A mulher sem nome, filha da (avó) – entre parêntesis enquanto parte estrutural da construção da escrita – tem função filogenética naquele tronco familiar. Há certa epifania em torno dessa tríade, oráculo em que o leitor vai se deleitar ao entrar em contato físico com o texto de Carola. Importa a mim o registro do avesso, da complementaridade, da ideia que unifica os dramas de mulheres que encontram na maternidade, tanto quanto na sua sexualidade, algumas chaves para penetração em um mundo próprio que invade a tessitura do texto.
Mike protege-se entre os livros de sua mãe consumista. A faca, o mar, as bicicletas – o beijo de Lupe, a mão que a puxa, que a salva. “… e a faca nada mais fizera do que abrir uma marca que já estava lá” (idem, p. 91). Sem muito “spoiler”, para ficar com uma palavra da moda, posso dizer ainda que o livro de Carola brinca, seriamente, com as especificidades do autor em meio ao que narra. Penso que nesse sentido a escolha por esse tipo de narrador permite estar-se à vontade para contar a história. Veja no diálogo abaixo como o escritor dentro do texto escrito aparece de maneira inteligente e agradável.
– Vou procurar uma editora, claro. Estive pensando, acho que vou publicar com pseudônimo, seria mais interessante, e mais de acordo com o éthos da coisa.
– Mas o romance não é seu.
– E daí? A glória também não será minha.
– Mesmo assim, Max, isso é roubo – por algum motivo eu não conseguia me conter.
– Que coisa, Maike, você está obcecada com isso, ah, minha pequena Maike, você não entende nada mesmo de arte, não é?
Tive vontade de socá-lo, talvez de enfiar, desta vez eu, uma faca em suas costas.

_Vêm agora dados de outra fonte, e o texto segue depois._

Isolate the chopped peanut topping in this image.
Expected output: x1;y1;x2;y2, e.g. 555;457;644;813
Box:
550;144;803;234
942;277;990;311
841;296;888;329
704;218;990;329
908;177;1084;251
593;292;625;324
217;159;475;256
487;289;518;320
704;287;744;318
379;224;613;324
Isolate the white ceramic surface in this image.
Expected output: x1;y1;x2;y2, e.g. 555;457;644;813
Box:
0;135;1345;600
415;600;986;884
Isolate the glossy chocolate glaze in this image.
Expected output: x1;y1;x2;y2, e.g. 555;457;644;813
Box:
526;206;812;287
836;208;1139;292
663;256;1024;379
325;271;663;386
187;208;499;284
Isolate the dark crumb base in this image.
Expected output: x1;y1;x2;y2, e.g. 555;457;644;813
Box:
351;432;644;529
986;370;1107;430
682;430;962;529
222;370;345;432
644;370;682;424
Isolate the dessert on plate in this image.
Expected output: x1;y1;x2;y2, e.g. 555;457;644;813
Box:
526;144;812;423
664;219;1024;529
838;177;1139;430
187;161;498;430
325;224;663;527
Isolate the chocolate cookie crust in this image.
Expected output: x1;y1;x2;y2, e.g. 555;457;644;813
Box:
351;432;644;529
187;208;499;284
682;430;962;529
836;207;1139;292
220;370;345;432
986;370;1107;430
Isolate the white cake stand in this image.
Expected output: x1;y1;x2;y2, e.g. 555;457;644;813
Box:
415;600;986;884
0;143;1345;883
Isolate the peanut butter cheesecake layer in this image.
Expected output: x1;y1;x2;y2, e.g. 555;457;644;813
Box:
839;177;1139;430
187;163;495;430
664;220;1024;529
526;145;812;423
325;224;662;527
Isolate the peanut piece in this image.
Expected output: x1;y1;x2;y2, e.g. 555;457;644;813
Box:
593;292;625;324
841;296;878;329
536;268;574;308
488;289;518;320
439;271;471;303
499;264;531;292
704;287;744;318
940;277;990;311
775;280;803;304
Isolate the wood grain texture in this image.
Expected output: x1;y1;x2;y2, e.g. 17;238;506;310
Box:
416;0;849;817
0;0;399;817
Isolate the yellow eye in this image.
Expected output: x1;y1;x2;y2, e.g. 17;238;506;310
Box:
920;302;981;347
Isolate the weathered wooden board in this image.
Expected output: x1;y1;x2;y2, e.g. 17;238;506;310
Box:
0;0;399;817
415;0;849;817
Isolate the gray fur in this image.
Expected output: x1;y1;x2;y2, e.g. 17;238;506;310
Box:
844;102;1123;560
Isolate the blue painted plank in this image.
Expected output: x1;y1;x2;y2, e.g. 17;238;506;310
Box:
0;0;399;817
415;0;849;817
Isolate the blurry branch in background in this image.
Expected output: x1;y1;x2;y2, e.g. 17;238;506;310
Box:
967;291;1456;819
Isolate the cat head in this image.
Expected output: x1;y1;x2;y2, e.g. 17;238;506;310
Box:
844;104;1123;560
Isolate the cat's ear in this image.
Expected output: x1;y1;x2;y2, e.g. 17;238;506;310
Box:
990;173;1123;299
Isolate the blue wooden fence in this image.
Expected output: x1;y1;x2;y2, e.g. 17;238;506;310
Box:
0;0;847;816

– Pensei num pseudônimo feminino, porque, você sabe, minha verdadeira alma é feminina. Um pseudônimo feminino e cervantino.
– Cervantino?
– sim, uma homenagem ao grande Dom Miguel de Cervantes Saavedra, gênio da literatura, aquele que reuniu num único livro, todas as possibilidades (idem, p. 119).
Anna e Mike não se conheceram. Mas a mãe de Anna conheceu a alemãzinha, sim; e estava na presença da avó que, por estar entre parêntesis boa parte da narrativa, não foi avistada por Mike que amou a Lupe, mas parece que não muito, que amou a Inês, que estava de casamento marcado. Na verdade não ficamos sabendo mesmo se Mike amou de verdade ou profundamente alguém; sequer a Max, o quase profeta que a induziu a vir ao Brasil.
Anna encena o seu drama. Descobre que o lado de dentro também é o de fora. Para os bebês o dentro é mais confortável que o fora. “… vai, vai, ali uma casinha, um rio, o espaço dentro-fora, as pedras amarelas” (idem, p. 200). Antes de voltar para casa, seu lado de dentro, COM ARMAS SONOLENTAS deve estar em sua estante. Fica a dica: para ficar por dentro sobre Carola Saavedra, se não, continue por fora.
REFERÊNCIA
SAAVEDRA, Carola. Com Armas Sonolentas. São Paulo: Companhia das Letras, 2018.